David Abrahams wrote:

>> The filesystem lib sources contain the following comment:
>>
>> The *r++ requirement doesn't appear to apply to the new
>> single_pass_traversal category
>> Thus I'm leaving the proxy out pending confirmation from the N1477
>> authors
>
> I'm kinda surprised that nobody asked us about that problem; we can't
> confirm something we don't know about!

It was not me who hasn't asked ;-)

>> I'm not sure I understand that. It seems that *r++ should work,
>> since signle pass iterator requires that r++ should work and return
>> object of type X (call it r2), and the reabable iterator requires
>> that *r2 should work. Am I wrong?
>
> The question is, what are the semantics?
>
> Input iterator requirements say:
>
> Expression Type Semantics
> ---------- ---- ------------------------------
> (void)r++ equivalent to (void)++r
> *r++ T { T tmp = *r; ++r; return tmp; }
>
> But we don't have anything similar in the new concepts. I guess
> that's because we're trying to orthogonalize access and traversal, but
> that may not be possible in this case. If we don't define the
> semantics of *r++, a single-pass iterator is free to implement the
> semantics of *r++ as equivalent to *++r, which is what
> directory_iterator is doing.

Let me see. The r++ is required to be:

   {
       X tmp = r;
       ++r;
       return tmp;
   }

After assignment to 'tmp', *tmp returns the right value. After ++r it
returns different value. Well, while it seems intuitive that 'tmp' is
always equal to itself and so *tmp should be always equivivalent to *tmp, I
agree that this is very loose interpretation of

     pre: a is dereferenceable. If a == b then *a
     is equivalent to *b.

But really, isn't it right to assume that repeating applications of
operator* with no ++ in between will return the same value?

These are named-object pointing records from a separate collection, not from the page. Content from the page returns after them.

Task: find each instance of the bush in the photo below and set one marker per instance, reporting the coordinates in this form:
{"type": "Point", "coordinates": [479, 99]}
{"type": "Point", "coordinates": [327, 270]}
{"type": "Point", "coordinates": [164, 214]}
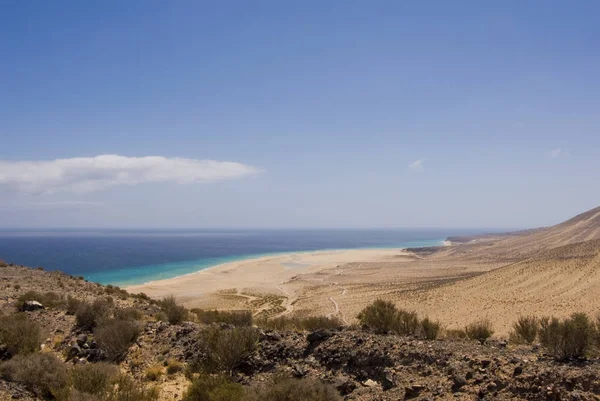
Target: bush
{"type": "Point", "coordinates": [480, 330]}
{"type": "Point", "coordinates": [19, 334]}
{"type": "Point", "coordinates": [429, 329]}
{"type": "Point", "coordinates": [236, 318]}
{"type": "Point", "coordinates": [115, 336]}
{"type": "Point", "coordinates": [525, 330]}
{"type": "Point", "coordinates": [300, 324]}
{"type": "Point", "coordinates": [294, 390]}
{"type": "Point", "coordinates": [43, 374]}
{"type": "Point", "coordinates": [174, 366]}
{"type": "Point", "coordinates": [89, 315]}
{"type": "Point", "coordinates": [383, 317]}
{"type": "Point", "coordinates": [569, 338]}
{"type": "Point", "coordinates": [210, 388]}
{"type": "Point", "coordinates": [153, 373]}
{"type": "Point", "coordinates": [175, 313]}
{"type": "Point", "coordinates": [127, 389]}
{"type": "Point", "coordinates": [94, 378]}
{"type": "Point", "coordinates": [224, 349]}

> I'm sure directory_iterator is reporting that its category is
> input_iterator_tag, so I guess we have a problem in the new iterator
> concepts and in the iterator_facade implementation here.
>
>> And BTW, don't the above requirements
>
> Which ones?

The requirent that return type of r++ should be X (in Incrementable
iterator).

>> mean r++ cannot return a proxy object, but only a real copy of the
>> iterator?
>
> The input iterator requirements seem to imply that, for true
> single-pass sequences like streams, either:
>
> a. the iterator can store a copy of its value_type so that the
> iterator returned from r++ can still return the 'tmp' value
> indicated above when dereferenced
>
> b. the iterator can track whether an iterator returned from a
> post-increment is "active and not yet dereferenced"
>
> case b. is interesting; it would mean that operator++(int) can set a
> flag telling the iterator to consume another value before
> dereferencing.

Oh, it can be described as "deferred post-increment", which is actually done
only on next deference. But still, won't it reasonable to expect that after
the following code:

   some_iterator i = ..
 
   some_iterator p1 = *i;
   ++i;
   some_iterator p2 = *i;
   ++i;
   ...
   some_iterator pN = *i;

all iterators are still return the "right" values?